Philippine typhoon toll may hit 1,000

Sunday, December 3, 2006

Philippine president Gloria Macapagal-Arroyo declared a state of national calamity Sunday in the wake of Typhoon Durian, allowing the government to more rapidly release funds needed to bolster search and rescue efforts. Relief efforts in the Philippines faced delays Sunday for survivors, as fears grew of a rising death toll in the archipelago nation from last week's storm.

Red Cross officials recorded a death toll of at least 406, with 398 others missing and another 489 as injured, based on figures provided by mayors of devastated towns in the eastern Philippines, where Durian hit with 139 mph winds and torrential rains on Thursday.

Canada pledged $870,000 and the Netherlands Red Cross pledged $53,000 to help the country deal with the aftermath of the storm that triggered massive flooding and volcanic mudslides. The United States also promised an undetermined amount of aid.

Many provinces lost power, making communication virtually impossible. In one of the worst hit provinces, Albay, two villages were buried by volcanic mudslides and volunteers were working to recover bodies from the wreckage.

According to the Red Cross, rescue boats were used to survey the damage and take people to the 305 evacuation centers. The Red Cross estimated about 66,616 people were now homeless based upon the number of homes destroyed in the wake of Durian.

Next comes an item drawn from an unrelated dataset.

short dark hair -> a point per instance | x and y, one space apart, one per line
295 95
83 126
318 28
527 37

Earlier, the National Disaster Coordinating Council said 38,473 displaced people were in evacuation shelters.

Often hit by storms

The Philippines' location in the northwestern Pacific puts it right in the pathway of the world's top typhoon generator, according to meteorologists. Durian is the fourth devastating typhoon to strike the Philippines in the past four months, covering the Mayon volcano with so much wind and rain that ash and boulders cascaded down its slopes in walls of black mud that swamped entire villages Thursday.

Hemmed in by geography and poverty, the Philippines has tried to minimize the damage caused by the 20 or so typhoons that hit the sprawling archipelago every year. Nationwide in 2001-05, 2,892 people were killed and 909 others went missing in typhoons and other storms, which caused damage totaling US$521 million, says the National Disaster Coordinating Council.

Anthony Golez, the council's deputy chief, notes that the estimate doesn't include losses to employment and other economic opportunities, and that Filipinos should be "bombarded" with disaster information, including stories of the Indian Ocean tsunami two years ago and the February 2006 landslide in the central Philippine village of Guinsaugon that killed more than 1,000.

Senator Richard Gordon, who heads the Philippine National Red Cross, said better planning is needed. "The big problem here in our country is we don't plan our communities. It's every man for himself."